Word similarity

Community is an ambiguous sociological concept. “Community” can index moral unity, an emotional sense of togetherness, common interests, interactional social density, or geographic proximity, and I doubt that list is exhaustive.

Word embeddings provide one way to investigate the meaning of community in natural language. If a general initial investigation reveals something robust and interesting, then that could motivate applying word embeddings to specific data sets of analytic interest, and suggest which approaches might be the most productive.

Word embeddings encode meaning relationally. This makes embeddings useful for assessing the similarity between words. Querying a model for which words are most similar to a target word is a starting point for assessing what that target word means in the context of the model.

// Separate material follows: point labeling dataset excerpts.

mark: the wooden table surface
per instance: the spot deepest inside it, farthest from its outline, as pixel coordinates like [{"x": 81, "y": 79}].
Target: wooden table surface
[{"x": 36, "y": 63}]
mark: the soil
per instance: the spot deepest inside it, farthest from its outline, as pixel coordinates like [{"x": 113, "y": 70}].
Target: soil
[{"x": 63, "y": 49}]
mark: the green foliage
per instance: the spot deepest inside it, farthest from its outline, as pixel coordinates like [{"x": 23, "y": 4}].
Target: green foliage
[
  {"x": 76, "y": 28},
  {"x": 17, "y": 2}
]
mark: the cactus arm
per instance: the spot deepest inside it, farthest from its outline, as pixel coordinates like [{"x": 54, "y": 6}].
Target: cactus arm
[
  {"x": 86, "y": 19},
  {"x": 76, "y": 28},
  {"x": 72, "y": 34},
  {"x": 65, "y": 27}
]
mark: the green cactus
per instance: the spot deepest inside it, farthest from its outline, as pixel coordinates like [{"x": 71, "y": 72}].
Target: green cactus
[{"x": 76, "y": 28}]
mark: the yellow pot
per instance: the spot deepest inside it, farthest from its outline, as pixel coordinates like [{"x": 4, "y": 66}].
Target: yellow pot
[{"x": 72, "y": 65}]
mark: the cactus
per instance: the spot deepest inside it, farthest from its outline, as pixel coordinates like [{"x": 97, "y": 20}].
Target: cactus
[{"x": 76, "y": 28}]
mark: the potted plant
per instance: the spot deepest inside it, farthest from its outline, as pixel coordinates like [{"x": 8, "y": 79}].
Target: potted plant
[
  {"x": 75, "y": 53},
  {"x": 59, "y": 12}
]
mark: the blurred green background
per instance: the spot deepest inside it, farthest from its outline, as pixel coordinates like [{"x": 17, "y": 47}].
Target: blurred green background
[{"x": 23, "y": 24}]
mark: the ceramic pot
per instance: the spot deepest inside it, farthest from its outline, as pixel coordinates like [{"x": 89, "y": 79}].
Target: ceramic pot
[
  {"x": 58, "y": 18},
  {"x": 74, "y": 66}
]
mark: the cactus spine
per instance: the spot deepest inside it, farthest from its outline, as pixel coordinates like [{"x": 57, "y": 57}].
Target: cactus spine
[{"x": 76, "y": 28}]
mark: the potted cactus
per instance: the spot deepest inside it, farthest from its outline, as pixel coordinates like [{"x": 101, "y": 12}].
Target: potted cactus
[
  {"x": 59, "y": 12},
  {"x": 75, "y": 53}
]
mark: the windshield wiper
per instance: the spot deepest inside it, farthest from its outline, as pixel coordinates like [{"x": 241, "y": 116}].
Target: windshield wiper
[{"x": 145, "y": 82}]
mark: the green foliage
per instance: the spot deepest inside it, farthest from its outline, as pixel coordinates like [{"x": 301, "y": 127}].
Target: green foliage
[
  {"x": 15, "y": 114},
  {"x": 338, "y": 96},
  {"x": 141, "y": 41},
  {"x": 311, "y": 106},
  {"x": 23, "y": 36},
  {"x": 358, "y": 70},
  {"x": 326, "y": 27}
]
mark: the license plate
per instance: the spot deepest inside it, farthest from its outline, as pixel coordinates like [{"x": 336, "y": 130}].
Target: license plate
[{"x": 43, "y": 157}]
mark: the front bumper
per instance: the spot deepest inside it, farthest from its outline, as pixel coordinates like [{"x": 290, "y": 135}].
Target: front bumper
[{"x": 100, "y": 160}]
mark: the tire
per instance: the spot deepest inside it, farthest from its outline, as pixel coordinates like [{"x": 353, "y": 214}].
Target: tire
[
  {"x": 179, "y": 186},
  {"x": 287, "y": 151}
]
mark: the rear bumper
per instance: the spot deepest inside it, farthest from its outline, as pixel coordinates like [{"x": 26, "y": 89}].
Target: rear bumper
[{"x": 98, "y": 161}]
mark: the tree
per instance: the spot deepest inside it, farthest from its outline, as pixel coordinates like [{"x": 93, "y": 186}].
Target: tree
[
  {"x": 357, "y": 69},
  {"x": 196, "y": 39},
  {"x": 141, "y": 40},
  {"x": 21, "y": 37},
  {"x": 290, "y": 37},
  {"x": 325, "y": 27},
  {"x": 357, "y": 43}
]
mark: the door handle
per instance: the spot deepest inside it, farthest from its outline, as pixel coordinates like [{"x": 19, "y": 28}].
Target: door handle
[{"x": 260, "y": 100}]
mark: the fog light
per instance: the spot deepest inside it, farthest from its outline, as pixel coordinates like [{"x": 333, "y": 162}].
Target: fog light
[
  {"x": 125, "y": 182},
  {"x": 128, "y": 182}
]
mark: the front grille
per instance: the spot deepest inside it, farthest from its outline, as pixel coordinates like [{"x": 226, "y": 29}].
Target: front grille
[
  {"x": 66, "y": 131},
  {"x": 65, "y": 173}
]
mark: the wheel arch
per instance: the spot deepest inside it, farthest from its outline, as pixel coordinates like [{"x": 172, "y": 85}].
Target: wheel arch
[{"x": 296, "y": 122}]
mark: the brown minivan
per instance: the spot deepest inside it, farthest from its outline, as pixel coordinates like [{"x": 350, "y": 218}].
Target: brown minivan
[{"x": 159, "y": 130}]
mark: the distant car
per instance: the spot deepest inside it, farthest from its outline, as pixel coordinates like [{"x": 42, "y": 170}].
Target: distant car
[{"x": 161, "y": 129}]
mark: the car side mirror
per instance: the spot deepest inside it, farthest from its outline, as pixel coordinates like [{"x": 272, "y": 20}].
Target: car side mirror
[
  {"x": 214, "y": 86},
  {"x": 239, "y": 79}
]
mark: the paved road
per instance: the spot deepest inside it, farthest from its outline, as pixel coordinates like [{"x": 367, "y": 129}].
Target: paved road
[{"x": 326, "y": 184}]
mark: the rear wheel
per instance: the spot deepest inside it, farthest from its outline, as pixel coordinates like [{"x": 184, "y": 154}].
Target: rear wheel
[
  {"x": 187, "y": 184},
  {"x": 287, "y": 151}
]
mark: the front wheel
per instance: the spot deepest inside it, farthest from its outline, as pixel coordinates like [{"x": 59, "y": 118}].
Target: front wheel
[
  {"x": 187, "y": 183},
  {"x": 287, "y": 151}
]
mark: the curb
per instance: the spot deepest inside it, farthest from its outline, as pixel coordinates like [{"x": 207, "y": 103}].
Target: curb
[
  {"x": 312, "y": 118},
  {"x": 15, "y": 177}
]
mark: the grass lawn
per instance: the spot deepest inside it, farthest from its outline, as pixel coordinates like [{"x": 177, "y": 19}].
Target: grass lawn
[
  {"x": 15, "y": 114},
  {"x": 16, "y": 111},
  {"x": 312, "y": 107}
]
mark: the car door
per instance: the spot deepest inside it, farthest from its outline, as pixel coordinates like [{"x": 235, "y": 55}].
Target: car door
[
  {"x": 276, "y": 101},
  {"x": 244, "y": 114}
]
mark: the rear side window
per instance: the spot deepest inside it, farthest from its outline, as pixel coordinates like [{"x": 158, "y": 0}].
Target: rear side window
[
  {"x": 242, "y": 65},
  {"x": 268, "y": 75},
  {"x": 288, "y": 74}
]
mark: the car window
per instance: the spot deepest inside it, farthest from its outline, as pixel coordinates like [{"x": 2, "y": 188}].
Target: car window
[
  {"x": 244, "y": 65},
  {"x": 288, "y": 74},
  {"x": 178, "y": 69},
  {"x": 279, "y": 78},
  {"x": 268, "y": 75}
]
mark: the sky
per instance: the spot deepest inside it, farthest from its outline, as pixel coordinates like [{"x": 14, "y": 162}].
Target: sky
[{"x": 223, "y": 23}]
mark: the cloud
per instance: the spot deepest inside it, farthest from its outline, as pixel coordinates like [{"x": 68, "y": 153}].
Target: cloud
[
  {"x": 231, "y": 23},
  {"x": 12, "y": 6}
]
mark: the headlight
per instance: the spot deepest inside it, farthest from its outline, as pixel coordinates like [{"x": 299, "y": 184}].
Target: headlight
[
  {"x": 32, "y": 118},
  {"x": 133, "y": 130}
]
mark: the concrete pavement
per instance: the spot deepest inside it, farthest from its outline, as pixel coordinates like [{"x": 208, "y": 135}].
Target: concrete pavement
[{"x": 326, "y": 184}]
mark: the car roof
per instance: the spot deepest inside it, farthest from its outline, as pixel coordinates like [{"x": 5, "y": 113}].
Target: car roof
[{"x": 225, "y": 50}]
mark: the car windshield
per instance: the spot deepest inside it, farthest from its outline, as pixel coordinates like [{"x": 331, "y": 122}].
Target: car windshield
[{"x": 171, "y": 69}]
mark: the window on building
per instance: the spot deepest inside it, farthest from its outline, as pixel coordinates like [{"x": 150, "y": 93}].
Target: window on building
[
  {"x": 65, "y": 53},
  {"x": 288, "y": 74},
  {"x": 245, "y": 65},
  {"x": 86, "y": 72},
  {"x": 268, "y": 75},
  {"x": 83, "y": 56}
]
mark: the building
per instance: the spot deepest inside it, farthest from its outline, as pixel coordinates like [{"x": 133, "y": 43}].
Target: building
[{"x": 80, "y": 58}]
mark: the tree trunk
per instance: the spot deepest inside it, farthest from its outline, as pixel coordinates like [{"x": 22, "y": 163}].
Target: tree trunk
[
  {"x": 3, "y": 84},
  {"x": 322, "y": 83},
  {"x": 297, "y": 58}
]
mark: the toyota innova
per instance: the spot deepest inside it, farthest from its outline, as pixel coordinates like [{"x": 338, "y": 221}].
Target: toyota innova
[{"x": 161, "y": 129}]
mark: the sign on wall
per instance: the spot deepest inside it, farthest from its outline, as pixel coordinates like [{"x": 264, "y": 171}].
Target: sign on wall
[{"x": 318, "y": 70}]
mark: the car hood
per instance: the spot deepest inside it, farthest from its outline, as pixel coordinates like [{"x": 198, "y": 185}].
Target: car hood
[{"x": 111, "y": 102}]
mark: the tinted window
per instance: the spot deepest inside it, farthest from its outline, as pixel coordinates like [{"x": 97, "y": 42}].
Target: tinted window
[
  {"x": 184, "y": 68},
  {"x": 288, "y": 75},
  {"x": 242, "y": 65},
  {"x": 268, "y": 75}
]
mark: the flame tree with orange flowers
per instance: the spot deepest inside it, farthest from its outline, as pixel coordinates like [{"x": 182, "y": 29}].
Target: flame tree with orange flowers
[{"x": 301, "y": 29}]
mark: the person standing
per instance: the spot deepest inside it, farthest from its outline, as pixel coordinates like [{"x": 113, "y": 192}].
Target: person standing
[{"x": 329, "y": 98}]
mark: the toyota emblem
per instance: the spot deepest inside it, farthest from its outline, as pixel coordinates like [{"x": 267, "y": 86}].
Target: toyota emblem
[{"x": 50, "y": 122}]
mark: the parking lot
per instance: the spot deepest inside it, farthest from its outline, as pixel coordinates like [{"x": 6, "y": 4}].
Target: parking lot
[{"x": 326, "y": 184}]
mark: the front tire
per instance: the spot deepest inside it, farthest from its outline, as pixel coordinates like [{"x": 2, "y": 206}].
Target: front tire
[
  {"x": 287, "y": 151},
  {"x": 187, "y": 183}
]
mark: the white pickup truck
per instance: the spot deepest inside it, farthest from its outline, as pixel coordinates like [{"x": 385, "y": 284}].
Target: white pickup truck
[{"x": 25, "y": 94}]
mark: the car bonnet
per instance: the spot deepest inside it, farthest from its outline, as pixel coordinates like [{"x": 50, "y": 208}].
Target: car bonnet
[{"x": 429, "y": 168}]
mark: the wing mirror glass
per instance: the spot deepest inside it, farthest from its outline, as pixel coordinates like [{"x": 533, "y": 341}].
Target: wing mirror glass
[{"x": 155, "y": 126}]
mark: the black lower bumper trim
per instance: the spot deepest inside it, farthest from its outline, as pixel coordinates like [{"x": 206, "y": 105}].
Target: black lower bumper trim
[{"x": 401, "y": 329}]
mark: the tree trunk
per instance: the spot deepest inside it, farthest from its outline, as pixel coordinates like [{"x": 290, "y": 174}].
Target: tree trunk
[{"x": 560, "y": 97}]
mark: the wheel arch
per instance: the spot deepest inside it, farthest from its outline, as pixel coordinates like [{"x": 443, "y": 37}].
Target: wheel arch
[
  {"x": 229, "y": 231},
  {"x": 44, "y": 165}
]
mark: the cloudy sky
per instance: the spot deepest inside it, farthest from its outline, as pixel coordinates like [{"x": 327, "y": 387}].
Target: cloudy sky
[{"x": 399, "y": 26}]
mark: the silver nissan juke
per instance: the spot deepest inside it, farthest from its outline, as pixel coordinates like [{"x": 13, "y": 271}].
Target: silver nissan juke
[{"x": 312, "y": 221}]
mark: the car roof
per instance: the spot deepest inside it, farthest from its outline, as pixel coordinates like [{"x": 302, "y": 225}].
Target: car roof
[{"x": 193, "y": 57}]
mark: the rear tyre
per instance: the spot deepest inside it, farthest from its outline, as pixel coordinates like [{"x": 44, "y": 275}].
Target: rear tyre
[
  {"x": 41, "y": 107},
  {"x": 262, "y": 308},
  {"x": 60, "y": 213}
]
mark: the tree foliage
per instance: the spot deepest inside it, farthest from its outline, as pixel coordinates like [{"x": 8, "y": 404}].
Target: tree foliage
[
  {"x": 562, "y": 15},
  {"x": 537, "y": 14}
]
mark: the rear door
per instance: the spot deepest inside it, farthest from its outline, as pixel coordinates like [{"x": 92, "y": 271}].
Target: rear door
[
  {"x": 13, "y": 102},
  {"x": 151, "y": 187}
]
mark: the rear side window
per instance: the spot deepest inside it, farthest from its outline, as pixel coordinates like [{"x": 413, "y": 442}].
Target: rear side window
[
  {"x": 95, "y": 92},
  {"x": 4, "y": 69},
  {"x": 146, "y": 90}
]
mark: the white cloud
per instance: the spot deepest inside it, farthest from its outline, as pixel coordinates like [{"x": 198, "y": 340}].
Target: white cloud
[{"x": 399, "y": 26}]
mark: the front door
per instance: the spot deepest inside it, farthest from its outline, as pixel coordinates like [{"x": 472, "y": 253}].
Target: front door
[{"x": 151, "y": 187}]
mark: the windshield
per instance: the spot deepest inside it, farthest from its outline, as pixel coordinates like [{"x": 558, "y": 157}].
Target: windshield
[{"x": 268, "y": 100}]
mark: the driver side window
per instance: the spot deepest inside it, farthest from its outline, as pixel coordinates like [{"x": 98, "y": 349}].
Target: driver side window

At the same time, word embeddings aren’t necessarily stable (Antoniak and Mimno 2018, Rodriguez and Spirling 2020). And embeddings trained on different data sources might encode biases or particularities – which could be a nuisance we’d want to mitigate, or which could themselves be the object of investigation.

When working with embeddings for social-scientific ends, a major analytic choice is whether to use pretrained embeddings or to train a new model on a local data source (Rodriguez and Spirling 2020, Stoltz and Taylor 2020). Generally, social scientists who have worked with word embeddings recommend starting with pretrained models, and I perceive them to be optimistic overall about the applicability of those pretrained models to specific local contexts. Because of that, I’ll start here by examining a few pretrained models, rather than seeking out a relevant corpus to train my own model on. I’ll compare two pretrained GloVe models – one based on Wikipedia, and one based on Twitter – and describe a few others I considered.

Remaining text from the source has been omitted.